At the outbreak of the Second Anglo-Afghan War in November 1878, Charles was stationed with H/1 in Secunderabad . After successive British victories, the initial phase of the war ended quickly with the signing of the Treaty of Gandamak in May 1879, however another uprising in September 1879 led to a second invasion of Afghanistan.  H/1 we deployed to reinforce the British in XXXXX. Though the war would not conclude until effectively General Roberts’ defeat of the rebels at the Battle of Kandahar, H/1 had returned to India by September 1880, based in Multan.
...
Can you clarify H/1's movements in Afghanistan?


Another great write-up and bit of research Chris - thank you.

H/1 were moved from Secunderabad to Multan where they were stationed throughout the first campaign and up until the Autumn of 1880, when they joined General Phayre's forces to relieve Kandahar in the wake of the Maiwand disaster (en route from Multan to Quetta in Aug 1880). The route was a dangerous one and H/1 were initially brought in as a reserve to strengthen the lines of communcation.
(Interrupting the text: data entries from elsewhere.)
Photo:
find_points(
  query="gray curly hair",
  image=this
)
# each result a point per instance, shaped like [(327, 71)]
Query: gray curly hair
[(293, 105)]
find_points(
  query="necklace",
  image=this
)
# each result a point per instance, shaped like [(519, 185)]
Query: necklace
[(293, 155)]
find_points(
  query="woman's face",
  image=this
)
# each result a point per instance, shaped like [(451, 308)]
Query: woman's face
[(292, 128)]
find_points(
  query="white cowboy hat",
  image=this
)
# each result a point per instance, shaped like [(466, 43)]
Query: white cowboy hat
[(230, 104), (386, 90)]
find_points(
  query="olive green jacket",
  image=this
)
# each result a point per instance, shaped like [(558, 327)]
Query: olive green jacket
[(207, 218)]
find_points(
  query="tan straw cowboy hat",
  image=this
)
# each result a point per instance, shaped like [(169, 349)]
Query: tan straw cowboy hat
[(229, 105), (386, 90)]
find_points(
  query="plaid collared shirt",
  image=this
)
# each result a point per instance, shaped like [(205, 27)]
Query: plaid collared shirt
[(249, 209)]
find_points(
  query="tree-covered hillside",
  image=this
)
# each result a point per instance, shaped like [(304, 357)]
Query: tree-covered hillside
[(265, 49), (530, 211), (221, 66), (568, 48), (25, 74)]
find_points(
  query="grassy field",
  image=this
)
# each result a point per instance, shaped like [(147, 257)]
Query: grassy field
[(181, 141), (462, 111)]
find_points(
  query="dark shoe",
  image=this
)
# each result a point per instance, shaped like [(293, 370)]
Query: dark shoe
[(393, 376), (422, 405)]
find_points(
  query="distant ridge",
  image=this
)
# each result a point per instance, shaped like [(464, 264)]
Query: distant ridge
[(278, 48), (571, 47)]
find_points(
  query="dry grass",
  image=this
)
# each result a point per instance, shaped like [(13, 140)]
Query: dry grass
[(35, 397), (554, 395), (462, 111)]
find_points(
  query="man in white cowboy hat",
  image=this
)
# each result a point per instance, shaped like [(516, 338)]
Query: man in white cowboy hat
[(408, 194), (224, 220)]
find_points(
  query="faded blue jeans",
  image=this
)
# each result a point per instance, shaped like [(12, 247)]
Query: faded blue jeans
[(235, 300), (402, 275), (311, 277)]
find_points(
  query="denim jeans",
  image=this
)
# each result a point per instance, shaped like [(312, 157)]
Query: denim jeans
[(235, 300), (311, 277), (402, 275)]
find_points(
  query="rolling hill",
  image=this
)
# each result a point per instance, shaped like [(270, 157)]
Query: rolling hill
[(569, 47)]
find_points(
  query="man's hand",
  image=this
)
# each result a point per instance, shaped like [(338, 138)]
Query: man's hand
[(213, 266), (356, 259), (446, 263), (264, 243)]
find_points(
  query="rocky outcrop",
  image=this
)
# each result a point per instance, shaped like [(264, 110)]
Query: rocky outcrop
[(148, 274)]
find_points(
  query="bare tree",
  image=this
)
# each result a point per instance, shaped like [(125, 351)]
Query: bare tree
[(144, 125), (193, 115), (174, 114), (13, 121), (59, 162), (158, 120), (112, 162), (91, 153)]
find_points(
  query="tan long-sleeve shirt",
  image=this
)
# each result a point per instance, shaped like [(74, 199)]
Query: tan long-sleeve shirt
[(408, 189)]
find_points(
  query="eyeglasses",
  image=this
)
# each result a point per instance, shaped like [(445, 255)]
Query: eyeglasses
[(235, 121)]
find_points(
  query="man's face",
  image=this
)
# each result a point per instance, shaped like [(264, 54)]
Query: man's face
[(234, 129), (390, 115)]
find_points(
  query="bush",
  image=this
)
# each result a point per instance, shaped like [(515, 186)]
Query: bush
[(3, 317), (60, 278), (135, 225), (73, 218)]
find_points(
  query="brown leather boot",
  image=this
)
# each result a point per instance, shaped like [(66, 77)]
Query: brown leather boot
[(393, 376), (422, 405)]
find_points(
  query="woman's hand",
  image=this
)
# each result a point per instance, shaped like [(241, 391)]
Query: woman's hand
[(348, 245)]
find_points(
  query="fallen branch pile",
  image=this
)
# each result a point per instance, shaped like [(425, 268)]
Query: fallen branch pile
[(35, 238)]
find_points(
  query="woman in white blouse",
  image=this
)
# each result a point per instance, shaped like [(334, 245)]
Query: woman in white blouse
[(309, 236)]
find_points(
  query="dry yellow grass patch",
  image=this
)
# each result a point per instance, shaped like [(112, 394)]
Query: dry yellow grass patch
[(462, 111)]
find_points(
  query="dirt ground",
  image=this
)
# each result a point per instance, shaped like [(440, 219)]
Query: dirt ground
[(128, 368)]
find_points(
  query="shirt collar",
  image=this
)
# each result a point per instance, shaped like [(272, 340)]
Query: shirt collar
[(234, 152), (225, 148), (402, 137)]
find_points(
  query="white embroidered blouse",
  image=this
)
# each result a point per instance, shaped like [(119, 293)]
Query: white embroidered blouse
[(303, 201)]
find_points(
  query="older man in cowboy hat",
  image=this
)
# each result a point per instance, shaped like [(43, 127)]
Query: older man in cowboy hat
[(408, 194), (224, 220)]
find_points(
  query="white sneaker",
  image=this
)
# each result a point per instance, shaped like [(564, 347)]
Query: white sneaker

They marched from Quetta, reaching Kandahar at the end of September with orders to relieve C/2 (a nice little link with your previous post). They moved to Dahila, in the Argandab Valley, in early October for a short while. After moving back to Kandahar they eventually evacuated the city with the remainder of the British and Indian forces in June 1881 - being part of the final group to leave, attached to Brig-Gen. Penton's 2nd Brigade, and returning to India.